Twitter has analyzed a whole mess of data about what people are saying there about movies to see what it says about what movies are going to be popular at the box office.
Among the interesting data points in the post are that, according to Twitter, people have somewhere around 200,000 movie-related conversations daily.
Now here’s where it gets interesting: According to the data the movies generating the most tweets in October were Annabelle, Gone Girl, Dracula Untold, The Judge and Fury. But here’s the top five movies from October:
- Gone Girl
- Alexander and the Terrible…
- Dracula Untold
That’s actually a pretty close overlap, with 80% of Twitter’s list also showing up on the box office list. But let’s talk for a minute about that remaining 20%…
The Judge is exactly the kind of movie that you can see people talking about. It had a high-profile cast, there were lots of ads and other marketing running in regular rotation and generally lots of things for people to talk about. But for whatever reasons (a critical drubbing may have something to do with it) it flopped pretty badly, especially given the caliber of the cast.
Alexander and the Terrible… on the other hand is just the kind of movie no one is going to be “buzzing” about.

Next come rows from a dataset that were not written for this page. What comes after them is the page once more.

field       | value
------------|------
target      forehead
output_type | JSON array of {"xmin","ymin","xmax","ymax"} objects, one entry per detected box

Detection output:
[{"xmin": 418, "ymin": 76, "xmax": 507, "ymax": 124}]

A seemingly gentle PG-rated family comedy with some people you kind of like in the cast, there weren’t a whole lot of points for conversations to latch on to with the exception of a very short story being turned into a 1:21 movie.
That means that just as you might think social media may be a great way to predict box-office (or any other kind of) success, there’s still a fair helping of guess work in there. Or at least it can’t be the *only* thing used. There needs to be other work that’s put into making predictions and prognostications.
It can’t go without saying that this post – and the data that’s shared in it – is aimed fairly obviously at movie studios and marketers as a way to encourage them to get more of their talent to participate in Twitter chats, get the studios themselves more active in promoting movies and encouraging conversations and, of course, spending money on promoted posts to help spur those conversations.
But just because it’s obvious doesn’t mean it’s a bad idea. There’s obviously, at least based on this, a case to be made for that kind of participation. And there are plenty of other reasons why it’s a good idea. It just means that 1 (social media participation + 1 (social media conversation) doesn’t always equal 2 (box office success). There are factors that go beyond that simple equation, just as there always are.